Justiz-Skandal in St. Pölten
Vier junge Kommunisten aus St. Pölten mussten am 9.9 vor Gericht und wurden für ein paar dutzend verklebter A4 Plakate mit Haftstrafe bedroht. Ein Bericht von Fritz Haider.
Kurz davor gab es eine Protestkundgebung mit Vertretern der niederösterreichischen Arbeiterbewegung. Nicht nur die Linke Plattform Niederösterreich, sondern auch die KPÖ Niederösterreich (Max Zirngast ließ sich entschuldigen) und ein Genosse von Links Wien waren vertreten. Kämpferische Reden unserer Genossen und von Stadtrat Josef Baum (Linke Plattform NÖ) rundeten das Bild ab.

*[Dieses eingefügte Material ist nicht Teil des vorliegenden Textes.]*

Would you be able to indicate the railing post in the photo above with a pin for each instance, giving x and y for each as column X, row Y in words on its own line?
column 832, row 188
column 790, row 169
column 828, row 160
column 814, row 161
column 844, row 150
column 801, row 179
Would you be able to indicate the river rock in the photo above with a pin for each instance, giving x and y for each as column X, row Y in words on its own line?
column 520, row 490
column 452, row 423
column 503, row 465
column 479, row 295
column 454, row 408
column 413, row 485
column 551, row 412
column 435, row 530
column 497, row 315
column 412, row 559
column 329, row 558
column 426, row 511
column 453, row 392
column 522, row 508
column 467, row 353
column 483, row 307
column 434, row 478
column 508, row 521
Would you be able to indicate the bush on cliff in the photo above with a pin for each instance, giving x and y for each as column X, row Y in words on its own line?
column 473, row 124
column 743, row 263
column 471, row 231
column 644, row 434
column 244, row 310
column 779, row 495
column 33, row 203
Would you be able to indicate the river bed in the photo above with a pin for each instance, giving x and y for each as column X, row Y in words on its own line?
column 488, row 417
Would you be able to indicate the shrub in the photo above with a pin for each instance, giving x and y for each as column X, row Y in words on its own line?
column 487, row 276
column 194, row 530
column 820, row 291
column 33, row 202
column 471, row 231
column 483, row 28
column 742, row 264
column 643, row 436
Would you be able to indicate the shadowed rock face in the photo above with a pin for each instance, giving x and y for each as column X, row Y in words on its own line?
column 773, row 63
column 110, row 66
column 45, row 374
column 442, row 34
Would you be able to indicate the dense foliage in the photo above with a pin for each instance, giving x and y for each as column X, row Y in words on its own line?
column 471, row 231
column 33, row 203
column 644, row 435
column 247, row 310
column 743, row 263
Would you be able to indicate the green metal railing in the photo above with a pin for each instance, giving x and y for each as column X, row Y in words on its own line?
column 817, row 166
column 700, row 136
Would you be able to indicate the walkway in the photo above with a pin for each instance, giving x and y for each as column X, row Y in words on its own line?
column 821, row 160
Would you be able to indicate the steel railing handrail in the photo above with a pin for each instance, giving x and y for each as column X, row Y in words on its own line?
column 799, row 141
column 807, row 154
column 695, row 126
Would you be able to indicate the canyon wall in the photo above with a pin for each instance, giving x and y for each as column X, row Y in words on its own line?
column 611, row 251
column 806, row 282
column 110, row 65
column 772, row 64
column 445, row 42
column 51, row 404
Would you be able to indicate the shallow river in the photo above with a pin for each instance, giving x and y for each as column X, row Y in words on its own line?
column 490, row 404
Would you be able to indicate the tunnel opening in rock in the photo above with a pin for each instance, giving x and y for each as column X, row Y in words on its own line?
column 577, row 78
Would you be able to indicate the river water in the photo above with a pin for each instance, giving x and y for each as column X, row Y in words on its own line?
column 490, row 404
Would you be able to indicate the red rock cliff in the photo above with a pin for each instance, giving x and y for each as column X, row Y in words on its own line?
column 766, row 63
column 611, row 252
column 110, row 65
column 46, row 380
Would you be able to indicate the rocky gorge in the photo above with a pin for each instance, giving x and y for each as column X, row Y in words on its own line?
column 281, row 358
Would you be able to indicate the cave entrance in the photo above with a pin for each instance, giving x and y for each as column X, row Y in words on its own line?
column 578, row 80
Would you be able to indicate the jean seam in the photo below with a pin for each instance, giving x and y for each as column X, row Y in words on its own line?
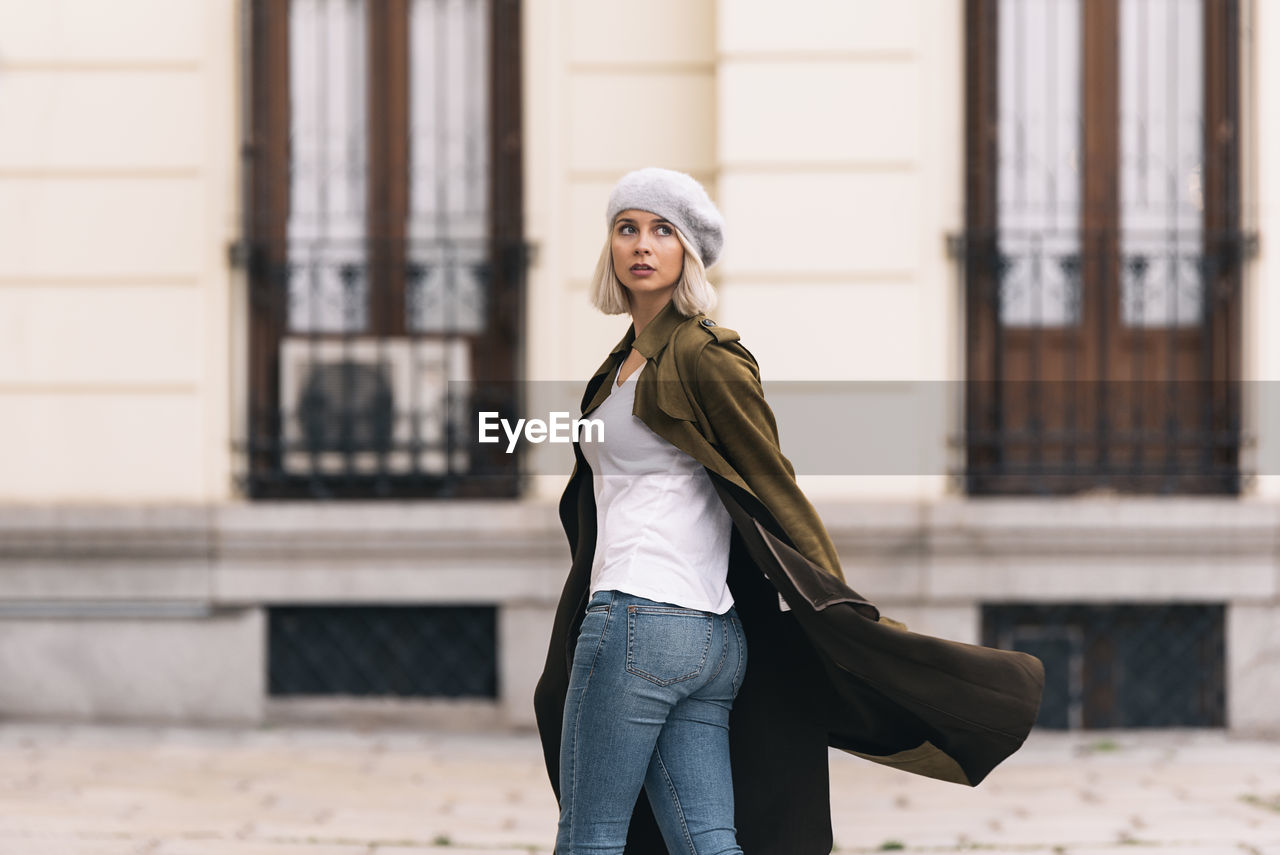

Gleich am Anfang machten die Genossen von ihrem Recht auf Aussageverweigerung Gebrauch und bekannten sich nicht schuldig. Kern des ausschweifenden Beweisverfahren war eine Diashow von 44 Plakaten und Sticker. Auf keinem der Fotos waren die Angeklagten zu sehen. Wichtigster Anhaltspunkt des Richters: Zwei Polizeibeamte gaben an zwei der Angeklagte gesehen zu haben, wie sie an einem „Mülleimer hantieren“ – ob sie dort plakatiert hatten, konnten diese auf Nachfrage des Verteidigers nicht eindeutig sagen. Zu den 43 weiteren Plakaten fanden sich gar keine Zeugen, es wurde nicht mal nachgewiesen, dass die Auswahl an 44 Plakaten in derselben Nacht verklebt wurden.
Die zwei anderen Genossen waren überhaupt nur angeklagt, weil sie bei einer späteren Personenkontrolle zu viert am Bahnhof gewartet haben. Einer dieser Genosse wurde wegen Mittäterschaft schuldig gesprochen auf Basis von Begriffen wie „Aufpasser- und Unterstützungsdiensten“ – er hatte eine Handvoll Sticker und Plakate im Rucksack. Die andere Genossin wurde hingegen freigesprochen, weil sie „(…) keine Gegenstände (Aufkleber, Plakate, politisch motivierte Literatur und dergleichen), welche eine Tatbegehung (auch) durch die Viertangeklagte nahelegen würden, bei sich führte (…).“ Hier also Vorsicht an alle, die demnächst mit dem Kommunistischen Manifest in St. Pölten spazieren gehen wollen. Die Polytechnische Schule Blindenmarkt titelt über einen Ausflug zum Landesgericht St. Pölten mit: „Im Zweifel für den Angeklagten“. Dieser Grundsatz wird auch penibel eingehalten, wenn es um Reiche und Politiker geht, gilt aber wohl nicht für Kommunisten in Niederösterreich.
Wir – wie auch bereits andere Genossinnen & Genossen der Arbeiterbewegung – bewerten dieses Urteil und den Verlauf des Verfahrens als Justizskandal und werden Berufung einlegen. Unserer Meinung nach ist das Strafmaß – sechs Wochen Gefängnis auf Bewährung mit drei Jahren Probezeit – ein Signal, um junge Kommunisten einzuschüchtern und von weiterer Aktivität abzuhalten. Uns muss bewusst sein, dass diese Anklage weder der ersten noch der letzte Angriff auf die Arbeiterbewegung in Österreich ist. Auch soll ein niederösterreichisches Spezifikum durchgesetzt werden: Es gibt kaum ein sichtbares politisches Leben in St. Pölten und Niederösterreich und wenn es nach dem Staatsapparat rund um die Landesregierung geht soll das so bleiben.
Wir bedanken uns bei allen, die die Genossen unterstützt haben. Die Herrschenden wollen gegen den Willen der Mehrheit Sparprogramme und Aufrüstung durchpeitschen. Umso wichtiger ist die konsequente Verteidigung der demokratischen Rechte von Seiten der Arbeiterbewegung. Wir lassen uns nicht davon abhalten weiter den Aufbau der RKP in Niederösterreich voranzutreiben.